Let’s now test the design. I recommend testing your design per the design intent as you go. Waiting until the end puts you at risk to have to fix things, or even worse, remodel areas from scratch.
Let’s edit the “Shank Diameter” sketch. For exaggeration, I’ll update this to 15mm.
Once we finish the sketch, our Shank updates accordingly, without us having to do anything. Again, because we projected the geometry, our shank will always adapt to the size of the hole.
I’ll go ahead and revert this to the original dimensions.
Let’s finish up the design with the screwdriver tip.
If we want to reuse our design and simply design various tips, we could create a new component for the Tip. Be cautious when creating new components and make sure you create them from the topmost level unless you want them to be nested.
Select the front face of the shank and Extrude this to a dimension of 10mm.
It’s important to note that this concept of referencing existing faces is helpful for small or quick tasks. However, you should use sketches and projected geometry when working on more complex models. The downside is that we have an Extrude in our timeline, but no sketch to alter if needed. That’s okay in this case, as I don’t plan on changing the circular shape of the tip.
Start a new sketch on the YZ origin plane.
Again, we’ll need to use the Intersect tool to project the existing edges to our active sketch plane.
This will allow us to sketch a 3-point arc that touches the front edge and the top edge.
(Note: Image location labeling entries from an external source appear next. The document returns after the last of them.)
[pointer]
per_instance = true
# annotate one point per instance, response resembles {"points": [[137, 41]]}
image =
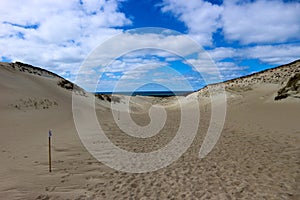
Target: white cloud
{"points": [[56, 34], [272, 54], [200, 17], [261, 21]]}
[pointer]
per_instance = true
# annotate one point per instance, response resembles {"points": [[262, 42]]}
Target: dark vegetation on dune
{"points": [[109, 98], [64, 83], [292, 88]]}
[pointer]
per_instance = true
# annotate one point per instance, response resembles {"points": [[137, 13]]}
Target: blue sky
{"points": [[241, 37]]}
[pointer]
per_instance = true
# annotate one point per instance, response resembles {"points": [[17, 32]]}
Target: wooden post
{"points": [[49, 145]]}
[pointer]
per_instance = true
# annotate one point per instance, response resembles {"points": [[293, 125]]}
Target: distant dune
{"points": [[256, 157]]}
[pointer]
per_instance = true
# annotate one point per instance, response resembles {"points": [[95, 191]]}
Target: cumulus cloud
{"points": [[261, 21], [200, 17], [56, 34]]}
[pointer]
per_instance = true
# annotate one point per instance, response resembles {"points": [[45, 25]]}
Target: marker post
{"points": [[49, 151]]}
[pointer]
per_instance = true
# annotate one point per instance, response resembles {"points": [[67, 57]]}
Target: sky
{"points": [[239, 38]]}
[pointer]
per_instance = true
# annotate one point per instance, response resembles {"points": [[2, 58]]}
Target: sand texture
{"points": [[256, 157]]}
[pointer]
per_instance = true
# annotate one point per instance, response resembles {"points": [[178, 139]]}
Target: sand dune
{"points": [[256, 157]]}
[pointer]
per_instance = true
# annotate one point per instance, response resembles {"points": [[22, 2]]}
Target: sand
{"points": [[256, 157]]}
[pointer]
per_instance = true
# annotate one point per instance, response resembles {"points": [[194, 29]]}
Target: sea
{"points": [[151, 93]]}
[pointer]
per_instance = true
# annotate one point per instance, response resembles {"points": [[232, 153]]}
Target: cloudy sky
{"points": [[241, 37]]}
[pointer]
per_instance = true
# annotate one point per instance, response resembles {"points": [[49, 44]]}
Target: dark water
{"points": [[151, 93]]}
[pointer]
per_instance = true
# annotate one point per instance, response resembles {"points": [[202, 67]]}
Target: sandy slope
{"points": [[257, 156]]}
Place it without defining any dimensions.
Notice how the first endpoint can still move around. We’ll apply a vertical constraint to this endpoint and the corner point above. This will ensure it stays on this line.
Let’s add a sketch dimension between this first endpoint and the center point. We’ll make this 0.5mm.
We can also define the dimension between the corner edge and the second endpoint. Let’s make this 9mm.
Lastly, add a 16mm radius dimension to the arc.
We’ll need to close our sketch profile on the front with the Line command. Once complete, activate the Extrude command.
We’ll make this a cut operation that follows the Symmetric Direction. The Extent Type will be “All” so it cuts away all of the existing 3D body.
We can now complete the tip by mirroring the extrude cut feature to the other side.
Activate the Solid modeling mirror command. Use the Features type and select our last Extrude. We’ll use the XY origin plane as the Mirror plane.
Our tip and screwdriver are now complete.
This model is a fun one to experiment with using Fusion 360’s appearances.
You’ve successfully completed the screwdriver. I’ll see you on Day #15 as we 3D model a painter’s tripod.